Wearable monitoring of sleep-disordered breathing: estimation of the apnea-hypopnea index using wrist-worn reflective photoplethysmography
- PMID: 32782313
- PMCID: PMC7421543
- DOI: 10.1038/s41598-020-69935-7
Wearable monitoring of sleep-disordered breathing: estimation of the apnea-hypopnea index using wrist-worn reflective photoplethysmography
Abstract
A large part of the worldwide population suffers from obstructive sleep apnea (OSA), a disorder impairing the restorative function of sleep and constituting a risk factor for several cardiovascular pathologies. The standard diagnostic metric to define OSA is the apnea-hypopnea index (AHI), typically obtained by manually annotating polysomnographic recordings. However, this clinical procedure cannot be employed for screening and for long-term monitoring of OSA due to its obtrusiveness and cost. Here, we propose an automatic unobtrusive AHI estimation method fully based on wrist-worn reflective photoplethysmography (rPPG), employing a deep learning model exploiting cardiorespiratory and sleep information extracted from the rPPG signal trained with 250 recordings. We tested our method with an independent set of 188 heterogeneously disordered clinical recordings and we found it estimates the AHI with a good agreement to the gold standard polysomnography reference (correlation = 0.61, estimation error = 3±10 events/h). The estimated AHI was shown to reliably assess OSA severity (weighted Cohen's kappa = 0.51) and screen for OSA (ROC-AUC = 0.84/0.86/0.85 for mild/moderate/severe OSA). These findings suggest that wrist-worn rPPG measurements that can be implemented in wearables such as smartwatches, have the potential to complement standard OSA diagnostic techniques by allowing unobtrusive sleep and respiratory monitoring.

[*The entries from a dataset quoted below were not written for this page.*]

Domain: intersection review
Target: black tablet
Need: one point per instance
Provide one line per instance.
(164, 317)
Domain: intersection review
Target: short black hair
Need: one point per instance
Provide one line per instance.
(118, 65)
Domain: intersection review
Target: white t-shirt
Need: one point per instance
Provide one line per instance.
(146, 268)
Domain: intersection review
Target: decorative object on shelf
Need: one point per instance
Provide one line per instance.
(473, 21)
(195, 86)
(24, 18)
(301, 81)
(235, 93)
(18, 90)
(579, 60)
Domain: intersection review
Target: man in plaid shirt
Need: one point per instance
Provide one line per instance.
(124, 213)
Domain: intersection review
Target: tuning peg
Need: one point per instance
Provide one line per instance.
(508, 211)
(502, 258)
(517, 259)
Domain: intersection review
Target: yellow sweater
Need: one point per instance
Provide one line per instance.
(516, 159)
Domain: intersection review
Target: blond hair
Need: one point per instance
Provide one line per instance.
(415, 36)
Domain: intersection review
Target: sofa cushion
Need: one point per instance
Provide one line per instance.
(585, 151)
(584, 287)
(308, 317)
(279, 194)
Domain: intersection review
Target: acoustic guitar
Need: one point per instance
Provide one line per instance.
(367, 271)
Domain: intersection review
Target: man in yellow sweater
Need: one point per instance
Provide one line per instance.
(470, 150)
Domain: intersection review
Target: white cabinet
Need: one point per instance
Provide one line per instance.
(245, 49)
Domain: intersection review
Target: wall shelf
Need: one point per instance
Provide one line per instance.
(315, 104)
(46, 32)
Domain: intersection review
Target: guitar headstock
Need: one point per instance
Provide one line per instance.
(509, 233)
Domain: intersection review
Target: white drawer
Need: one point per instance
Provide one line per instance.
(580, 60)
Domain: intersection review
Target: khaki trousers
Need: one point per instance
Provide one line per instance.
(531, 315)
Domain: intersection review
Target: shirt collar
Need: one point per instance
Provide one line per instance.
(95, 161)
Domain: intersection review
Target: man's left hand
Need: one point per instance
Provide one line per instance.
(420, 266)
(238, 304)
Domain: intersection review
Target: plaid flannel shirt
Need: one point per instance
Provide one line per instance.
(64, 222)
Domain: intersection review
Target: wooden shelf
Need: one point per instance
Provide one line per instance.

Conflict of interest statement
P.F. declares to be employed by Philips Research. The employer had no influence on the study and on the decision to publish. G.B.P. is a PhD student, fully employed by the Eindhoven University of Technology, with a guest status with Sleep Medicine Centre Kempenhaeghe and Philips Research, in order to have access to data and tools within the collaboration. J.W.M.B. is an academic advisor at Philips Research. The other authors declare no competing interests.